Duane's take
Here's how the official marker tells it, and I'll do my best to do it justice. Now, some ranches just sit on the land. Others sink roots so deep the whole county feels it — and the story of the Burnett Horse Ranch in Wichita County is very much the second kind.
It starts, as the best Texas stories tend to, with one man and an idea that kept getting bigger. In the 1870s, Samuel Burk Burnett started the 6666 ranch right here in Wichita County. Four sixes.
You've heard the name. The cattle operations were planted near the center of the county, and for a while, that was enough. Then the 1880s rolled in, and they brought the drought with them.
Now drought has a way of humbling even the most determined rancher, and Burnett was no exception. He and other ranchers had to go looking for grass wherever grass could still be found. That search took them across the Red River into Indian Territory, where they leased thousands of acres of grazing land from the Comanche and Kiowa tribes.
Thousands of acres. That's not a small arrangement — that's survival on a grand scale. And while he was at it, Burnett purchased land along the Red for a horse ranch.
What followed was, by the marker's own account, the greatest period of expansion the 6666 ever saw.
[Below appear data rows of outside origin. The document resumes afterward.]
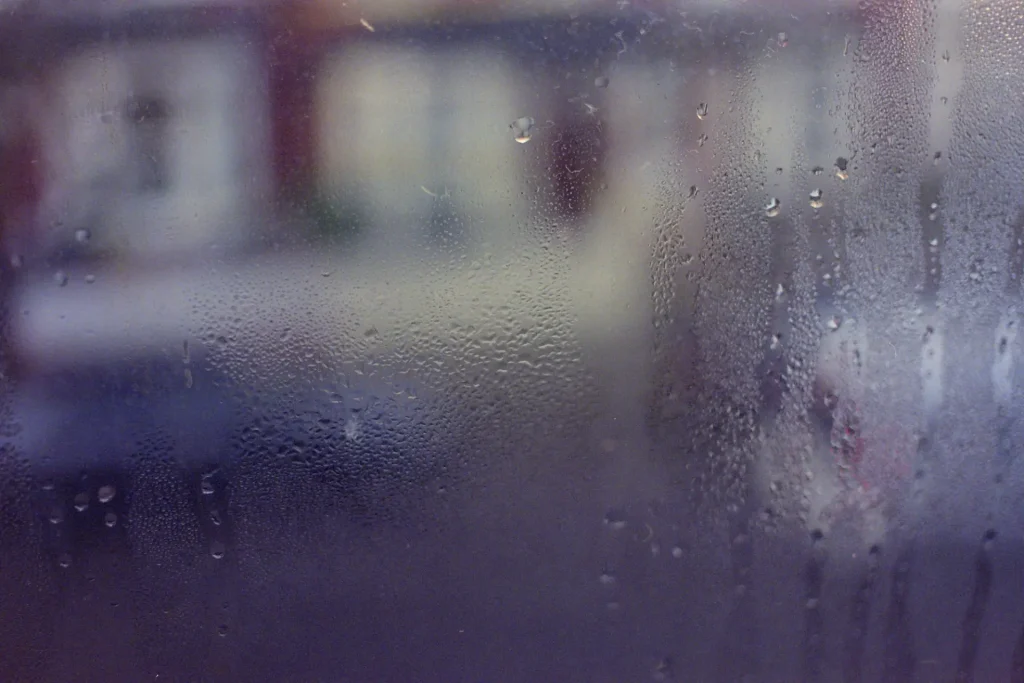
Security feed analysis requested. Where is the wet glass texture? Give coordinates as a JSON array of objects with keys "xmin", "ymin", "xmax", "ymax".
[{"xmin": 0, "ymin": 0, "xmax": 1024, "ymax": 683}]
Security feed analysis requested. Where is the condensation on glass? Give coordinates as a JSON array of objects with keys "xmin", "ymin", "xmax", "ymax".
[{"xmin": 0, "ymin": 0, "xmax": 1024, "ymax": 683}]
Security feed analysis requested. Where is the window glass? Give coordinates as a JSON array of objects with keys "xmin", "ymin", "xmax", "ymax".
[{"xmin": 0, "ymin": 0, "xmax": 1024, "ymax": 683}]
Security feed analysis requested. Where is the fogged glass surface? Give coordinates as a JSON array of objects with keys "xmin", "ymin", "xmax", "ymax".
[{"xmin": 0, "ymin": 0, "xmax": 1024, "ymax": 683}]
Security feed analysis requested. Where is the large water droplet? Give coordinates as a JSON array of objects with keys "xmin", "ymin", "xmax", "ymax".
[
  {"xmin": 604, "ymin": 508, "xmax": 626, "ymax": 531},
  {"xmin": 96, "ymin": 483, "xmax": 118, "ymax": 503},
  {"xmin": 509, "ymin": 116, "xmax": 537, "ymax": 144}
]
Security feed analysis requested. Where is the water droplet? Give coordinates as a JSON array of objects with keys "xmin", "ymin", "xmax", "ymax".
[
  {"xmin": 809, "ymin": 187, "xmax": 825, "ymax": 209},
  {"xmin": 509, "ymin": 116, "xmax": 537, "ymax": 144},
  {"xmin": 96, "ymin": 483, "xmax": 118, "ymax": 503},
  {"xmin": 653, "ymin": 657, "xmax": 673, "ymax": 681},
  {"xmin": 836, "ymin": 157, "xmax": 850, "ymax": 180},
  {"xmin": 604, "ymin": 508, "xmax": 626, "ymax": 531}
]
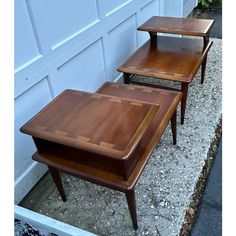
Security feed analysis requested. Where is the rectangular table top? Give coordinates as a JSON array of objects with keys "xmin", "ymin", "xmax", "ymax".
[
  {"xmin": 138, "ymin": 16, "xmax": 214, "ymax": 36},
  {"xmin": 33, "ymin": 82, "xmax": 182, "ymax": 191},
  {"xmin": 117, "ymin": 36, "xmax": 212, "ymax": 82},
  {"xmin": 21, "ymin": 90, "xmax": 159, "ymax": 159}
]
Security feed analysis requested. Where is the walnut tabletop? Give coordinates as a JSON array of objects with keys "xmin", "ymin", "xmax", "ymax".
[
  {"xmin": 21, "ymin": 82, "xmax": 182, "ymax": 229},
  {"xmin": 117, "ymin": 36, "xmax": 212, "ymax": 83},
  {"xmin": 138, "ymin": 16, "xmax": 214, "ymax": 36},
  {"xmin": 21, "ymin": 90, "xmax": 159, "ymax": 159}
]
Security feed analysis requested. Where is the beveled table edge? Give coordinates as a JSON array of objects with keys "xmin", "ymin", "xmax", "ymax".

Burnett was also working the quality side of the equation, improving his cattle and horses through selective breeding. Building something, deliberately, generation by generation.
Now, things shift. The 6666 headquarters eventually moved to King County, and when it did, Burk's son Tom Burnett didn't follow it out the door. Tom kept ranching right here in Wichita County, holding that ground.
The family did sell the horse ranch, though — in 1906. And then, quieter still, the headquarters house burned in the 1940s. No fanfare.
Just gone. That's how it goes sometimes. The cattle move on, the paperwork transfers, the fire takes what's left — but the story of what Burnett built out here along the Red, well, that one stuck around.
What the marker says
In the 1870s, Samuel Burk Burnett started the 6666 (four sixes) ranch in Wichita County. Cattle operations were near the center of the county. Drought in the 1880s led Burnett and other ranchers to lease thousands of acres of grazing land from the Comanche and Kiowa tribes across the Red River in Indian Territory. Burnett purchased land for a horse ranch along the red. During this time the 6666 saw its greatest period of expansion, and Burnett improved the quality of his cattle and horses through selective breeding. When 6666 headquarters moved to King County, Burk’s son, Tom Burnett, kept ranching in Wichita County. The family sold the horse ranch in 1906, and the headquarters house burned in the 1940s.